Re: Comparing tsvector results

"David G. Johnston" <david.g.johnston@xxxxxxxxx> · Thu, 16 Jun 2016 15:16:08 -0400

Please do not top-post.

On Thu, Jun 16, 2016 at 2:38 PM, David G. Johnston <david.g.johnston@xxxxxxxxx> wrote:
On Thu, Jun 16, 2016 at 2:21 PM, Liza Sazonova <liza@xxxxxxxxxxxxx> wrote:
Hello,
I'm trying to implement a keyword-based search on my database. 

I have some text input (Say, "The A or B and C with D") and a list of keywords ("B","X","Y"). I want to identify which keywords are present in the text input. I also want to use a thesaurus to process the text input, since the keywords have synonyms (for example, "The A : X"). 

As far as I understand, the only way for me to process text input with a thesaurus would be to use tsvector / tsquery; or at least this is the fastest way. 
Is it possible to retrieve the tsvector from the text input, then retrieve the tsvector from the keyword list, and identify which words are present in both?

From its description the tsvector_to_array function sounds like it would be helpful here.

https://www.postgresql.org/docs/9.6/static/functions-textsearch.html#TEXTSEARCH-FUNCTIONS-TABLE

tsvector_to_array(input) -> unnest
intersect
tsvector_to_array(keywords) -> unnest

David J.

On Thu, Jun 16, 2016 at 2:51 PM, Liza Sazonova <liza@xxxxxxxxxxxxx> wrote:
Thank you!
It seems like this function's not available in PostgreSQL 9.5 that I'm using 
I'm getting: "ERROR:  function tsvector_to_array(unknown) does not exist".

Do you know of any equivalent function in earlier releases?

I was thinking of casting ts_vector into text, and then splitting the text using a delimiter; but this seems like a slow solution and I was wondering if there's anything better.

Not that I can see nor would expect given someone to the time to write it for 9.6 (sorry, about not pointing that out - blindly suggesting solutions only available in beta is not something I usually do).

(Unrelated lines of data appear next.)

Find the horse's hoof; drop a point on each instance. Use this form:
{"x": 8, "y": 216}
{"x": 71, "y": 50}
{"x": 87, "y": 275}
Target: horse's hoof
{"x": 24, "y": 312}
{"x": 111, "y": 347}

Your best bet I'd say is using "strip(tsvector)" to clean the inputs, then use "string_to_array(...)" to get your array and then unnest/intersect

https://www.postgresql.org/docs/current/static/functions-array.html

There may be other solutions available in 3rd-party extensions or that I'm just missing but just using standard 9.5 stuff that's what I see.

I'd solve your problem using a custom function and if you indeed feel it is too slow then explore alternatives.

David J.